The Gap Between Policy and Practice

The Harvard/Burning Glass Institute research reveals a sobering reality beneath the headline numbers. While 85% of employers claim to use skills-based hiring, the actual impact on who gets hired is minimal:

Fewer than 1 in 700 hires are affected by companies dropping degree requirements. Many companies that remove degree language from job postings continue to filter for degrees during the screening process, whether through automated systems, recruiter preferences, or hiring manager biases.

The researchers identified several factors behind the gap:

  • Applicant tracking systems still score candidates with degrees higher by default
  • Recruiter training has not caught up with policy changes
  • Hiring manager preferences remain anchored to traditional credentials
  • Interview processes are not redesigned to evaluate demonstrated skills effectively

This means the skills-based hiring revolution is real in policy terms but has not yet translated into proportionate changes in actual hiring outcomes.

What's Driving the Shift

Despite the implementation gap, the structural forces driving skills-based hiring are powerful:

Talent Shortage

Employers face skilled talent shortages in digital, data, and AI capabilities. With 64% using skills-based hiring specifically for entry-level positions, the motivation is practical: there simply are not enough degree-holding candidates to fill available roles.

Workforce Demographics

Gen Z now represents approximately 27% of the US workforce, and their career paths are increasingly non-traditional. Boot camps, certifications, self-directed learning, and portfolio-based demonstrations of competency are replacing the traditional four-year degree pathway.

AI Tool Proficiency

AI is creating entirely new skill categories that no university currently teaches at scale. Prompt engineering, AI workflow management, and human-AI collaboration skills are assessed through demonstrations rather than diplomas.

Economic Pressure

With the average student loan burden exceeding $37,000, many qualified candidates cannot afford four-year degrees. Skills-based hiring opens talent pipelines that were previously blocked by economic barriers unrelated to actual job performance.
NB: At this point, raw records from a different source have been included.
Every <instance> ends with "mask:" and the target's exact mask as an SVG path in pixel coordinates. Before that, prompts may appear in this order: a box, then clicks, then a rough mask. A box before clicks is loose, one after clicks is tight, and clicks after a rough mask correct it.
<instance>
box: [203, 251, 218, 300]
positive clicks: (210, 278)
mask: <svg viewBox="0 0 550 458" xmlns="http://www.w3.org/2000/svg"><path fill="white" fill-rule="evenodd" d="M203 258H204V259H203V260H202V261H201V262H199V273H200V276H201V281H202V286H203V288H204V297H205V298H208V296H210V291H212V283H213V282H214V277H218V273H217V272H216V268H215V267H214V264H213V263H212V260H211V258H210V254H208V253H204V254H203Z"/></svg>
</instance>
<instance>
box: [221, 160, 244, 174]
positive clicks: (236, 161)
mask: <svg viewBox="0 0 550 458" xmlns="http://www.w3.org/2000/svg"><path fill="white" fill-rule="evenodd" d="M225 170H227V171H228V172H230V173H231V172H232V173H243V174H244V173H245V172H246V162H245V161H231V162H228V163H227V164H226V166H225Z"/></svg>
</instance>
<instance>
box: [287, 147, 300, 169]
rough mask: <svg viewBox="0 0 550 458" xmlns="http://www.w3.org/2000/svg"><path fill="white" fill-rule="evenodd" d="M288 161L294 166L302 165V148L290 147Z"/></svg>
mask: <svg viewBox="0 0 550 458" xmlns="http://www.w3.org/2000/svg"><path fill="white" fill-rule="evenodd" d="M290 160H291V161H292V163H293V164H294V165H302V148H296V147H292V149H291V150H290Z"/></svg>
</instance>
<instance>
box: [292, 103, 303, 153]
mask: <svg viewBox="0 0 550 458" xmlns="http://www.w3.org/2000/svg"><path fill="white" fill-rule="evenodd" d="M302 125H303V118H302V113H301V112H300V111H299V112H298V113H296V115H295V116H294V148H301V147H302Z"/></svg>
AI's Role in Skills Assessment

One of the most significant 2026 developments is the growing use of AI in the hiring process itself. Over 62% of US talent professionals now use AI-assisted tools in at least one hiring stage:

  • 39.7% use AI for job posting optimization
  • 39.5% use AI for resume screening
  • Growing adoption for skills assessment and candidate matching

AI tools can theoretically evaluate candidates on demonstrated competencies rather than credential proxies - but only if they are trained and configured to do so. If AI screening tools are built on historical hiring data where degrees correlated with success, they may perpetuate the very bias that skills-based hiring is meant to eliminate.

Implications for Virtual Assistant Professionals

The skills-based hiring shift has profound implications for the virtual assistant industry:

Portfolio over pedigree. Virtual assistants who can demonstrate their capabilities through work samples, client testimonials, and measurable outcomes are increasingly valued over those with formal degrees but limited practical experience.

Certification value rises. Industry-specific certifications in project management (PMP), digital marketing (Google, HubSpot), bookkeeping (QuickBooks), and AI tools become more valuable as companies explicitly seek verifiable skills.

Speed advantage. The virtual assistant hiring model - which has always been skills-based, evaluating candidates on what they can do rather than what degree they hold - is ahead of the curve. Companies that are just now learning to hire without degree requirements have been the VA industry's standard practice for years.

Gen Z pipeline. As Gen Z workers increasingly enter the workforce through non-traditional pathways, the virtual assistant field offers an accessible career entry point that rewards demonstrated competency.

The skills-based hiring movement validates what the virtual assistant providers industry has always practiced: judge people by what they can do, not by what certificate hangs on their wall. The rest of the economy is catching up.